Likewise, one’s limited experience with individuals or families from another community may be responsible for the growth of negative stereotypes. Based upon such experience, one concludes erroneously that community X is greedy or community Y is niggardly or community Z is lazy. One may not realize that there may be a lot of people within the stereotyped community who are just the opposite of what the community is supposed to be. This is why simplistic generalization of the character of a community or a people is not only wrong but also unfair and unjust. Negative ethnic generalization is the bane of inter-ethnic harmony in a multi-ethnic society.

Negative stereotypes are closely linked to yet another formidable barrier to inter-ethnic harmony. When ethnic misconceptions abound, building bridges among communities becomes a major challenge. A common misconception is that since the Constitution provides for the ‘Special Position of the Malays’ all political power is concentrated in the hands of the Malays. A cursory review of the composition of Parliament, the State Assemblies, Federal and State Cabinets and of all those forces that influence the actual exercise of political power in a society like ours from big business to the media, will reveal that the truth is something else. Similarly, just because the vast majority of the billionaires in Malaysia are Chinese, it is wrong to assume that the community monopolizes the nation’s wealth. An analysis of the ownership of big banks, of public and private sector corporations and of land and other natural resources will show that the wealth profile of the nation is more complex than that. Though political and economic realities tell a different story, gross misconceptions about Malay power and Chinese wealth have had a tremendous impact upon the nation’s political discourse. Consequently, they have contributed to the deterioration of ethnic relations.

How do we stem this deterioration? How do we ensure that ethnic misconceptions, ethnic stereotypes and ethnic slurs do not continue to hamper and hinder the quest for national unity? Apart from elites demonstrating through deeds that the dignity of everyone who resides in this land is priority and that justice for the weak and vulnerable takes precedence over their own power and wealth, all sectors of society should focus upon two goals.
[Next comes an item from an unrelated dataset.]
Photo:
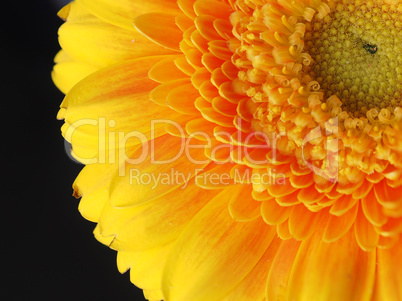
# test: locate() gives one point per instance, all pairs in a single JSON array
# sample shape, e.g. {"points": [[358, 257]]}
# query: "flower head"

One, there should be a systematic, organized effort to raise awareness about the pitfalls of ethnic misconceptions, stereotypes and slurs. Research findings from some of our universities on these issues should be widely disseminated through the media. Our principal target should be the Malaysian family since a lot of ethnic misperceptions are spawned within the family setting. If within five years of vigorous education of the family, a significant portion of Malaysians develops a more rational, balanced, empirically based understanding of ethnic realities, we would have moved a few steps forward in our journey towards unity. Two, this journey would become more meaningful if there is also a parallel attempt to create opportunities for greater interaction among the various communities. It is when people continue to live in their own ethnic silos that misconceptions about the other gain more adherents. Exposure to one another in a positive environment is one of the most effective ways of combating ethnic stereotypes.

Dr. Chandra Muzaffar is Chairman of the Board of Trustees of Yayasan 1Malaysia.